The first information available about a particular happening usually attempts to describe or report the event on the same day or very soon after it happens. These types of information sources are often called primary sources because they are the first accounts and often provide eye-witness perspectives. (Note that some disciplines in the sciences define primary sources as publications describing original research.)
Common types of primary sources include web and newspaper articles from the time of the event, diaries, news transcripts, photographs, and citizen videos.
Here’s an example:
On June 12, 2009, election protests began in Iran. Worldwide observers noted that the protesters made extensive use of Twitter, Facebook, and YouTube to communicate what was happening.
Television news coverage of the events began at once.
On June 14, 2009, an entry on the protests was created by anonymous users in Wikipedia.
The New York Times newspaper published an article and photo on the topic on June 15, 2009.
On Twitter, thousands of #IranElection tweets documented the developing situation. All of these are examples of primary source, produced while the protests were actually occurring.
In general, you can expect to find information on the web, television news, and social media in the first few days after a newsworthy event. As weeks go by, other information sources begin to emerge, adding new perspectives and information on the topic. Articles in news magazines and popular consumer magazines (such as Time, The New Yorker, Newsweek, People Magazine, Smithsonian, The Economist, etc.) – the types of magazines you can easily find in supermarkets, superstores like Walmart and Target, and most bookstores – appear next.

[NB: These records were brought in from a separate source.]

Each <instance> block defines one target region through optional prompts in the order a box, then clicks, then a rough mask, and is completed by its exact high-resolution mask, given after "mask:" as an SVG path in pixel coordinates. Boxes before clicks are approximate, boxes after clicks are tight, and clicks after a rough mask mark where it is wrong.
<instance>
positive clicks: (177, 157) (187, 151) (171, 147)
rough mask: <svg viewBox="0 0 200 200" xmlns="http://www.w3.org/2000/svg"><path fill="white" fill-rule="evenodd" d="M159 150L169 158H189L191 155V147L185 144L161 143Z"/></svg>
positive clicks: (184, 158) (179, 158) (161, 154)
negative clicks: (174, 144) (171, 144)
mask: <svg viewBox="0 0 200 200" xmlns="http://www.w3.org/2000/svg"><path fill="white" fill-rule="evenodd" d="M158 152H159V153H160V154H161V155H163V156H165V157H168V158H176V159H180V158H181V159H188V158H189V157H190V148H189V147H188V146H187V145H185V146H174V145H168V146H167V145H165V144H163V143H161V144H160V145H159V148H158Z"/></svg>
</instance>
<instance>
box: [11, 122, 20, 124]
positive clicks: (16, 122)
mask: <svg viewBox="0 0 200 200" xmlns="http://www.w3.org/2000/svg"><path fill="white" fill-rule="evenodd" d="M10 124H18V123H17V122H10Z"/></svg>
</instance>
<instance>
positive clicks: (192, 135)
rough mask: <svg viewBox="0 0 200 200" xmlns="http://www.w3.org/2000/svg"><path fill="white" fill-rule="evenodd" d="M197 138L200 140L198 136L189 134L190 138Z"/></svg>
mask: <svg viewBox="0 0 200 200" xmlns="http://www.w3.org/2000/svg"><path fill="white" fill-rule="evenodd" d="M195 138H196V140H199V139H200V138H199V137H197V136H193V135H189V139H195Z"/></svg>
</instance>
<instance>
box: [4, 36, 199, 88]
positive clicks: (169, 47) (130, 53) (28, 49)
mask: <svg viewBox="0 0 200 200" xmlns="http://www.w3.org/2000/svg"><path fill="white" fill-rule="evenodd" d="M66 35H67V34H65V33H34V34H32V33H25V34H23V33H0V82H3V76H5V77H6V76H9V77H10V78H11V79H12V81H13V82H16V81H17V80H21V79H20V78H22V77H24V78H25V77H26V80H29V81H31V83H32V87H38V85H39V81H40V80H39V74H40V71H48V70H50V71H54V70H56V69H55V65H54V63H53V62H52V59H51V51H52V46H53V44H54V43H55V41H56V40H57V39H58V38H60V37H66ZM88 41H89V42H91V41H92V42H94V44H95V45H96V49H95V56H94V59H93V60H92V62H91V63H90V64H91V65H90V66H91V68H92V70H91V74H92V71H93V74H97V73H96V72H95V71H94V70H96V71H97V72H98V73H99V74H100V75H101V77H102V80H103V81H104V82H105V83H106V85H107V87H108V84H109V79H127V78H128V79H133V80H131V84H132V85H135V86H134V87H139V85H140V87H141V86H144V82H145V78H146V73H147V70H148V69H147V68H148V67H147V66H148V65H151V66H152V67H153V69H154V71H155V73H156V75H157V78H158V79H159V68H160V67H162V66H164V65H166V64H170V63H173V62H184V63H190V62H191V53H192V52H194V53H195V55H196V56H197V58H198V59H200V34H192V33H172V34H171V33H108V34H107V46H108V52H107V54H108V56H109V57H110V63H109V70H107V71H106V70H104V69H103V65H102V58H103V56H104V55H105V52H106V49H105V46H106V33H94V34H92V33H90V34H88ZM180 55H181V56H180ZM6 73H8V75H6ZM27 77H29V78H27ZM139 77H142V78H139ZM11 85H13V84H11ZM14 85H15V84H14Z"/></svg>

In our example, on July 27, 2009, Newsweek published a short article on the election protests and media use in Iran; The Economist and other popular consumer magazines also began publishing short articles and opinion pieces around this time. So, additional sources of information started being published months later, joining the mix of primary sources discussed earlier.
As more time passes, more information and scholarly research on noteworthy events becomes available. Often the focus of this new material is to understand or analyze the event, or to put it in context historically, by comparing it to other issues, trends, or movements.
These types of analytical, after the fact, information sources are called secondary sources. These typically look back in time and analyze the original event in much greater depth and context. Common types of secondary sources include books, research articles, and encyclopedia articles. (Some disciplines may define secondary sources mostly as books and encyclopedia articles.)
Let’s return to the example of the 2009 election protests in Iran.
In 2010, one of the first peer-reviewed journal articles on the topic appeared in the International Journal of Emerging Technologies in Society (iJETS). Many other peer-reviewed journals published research articles on the topic from 2012 to the present. Also in 2010, scholarly book chapters began to be published on the protests, and in 2011, brief mentions of the event began to appear in some encyclopedias (such as Encyclopedia of Social Movement Media).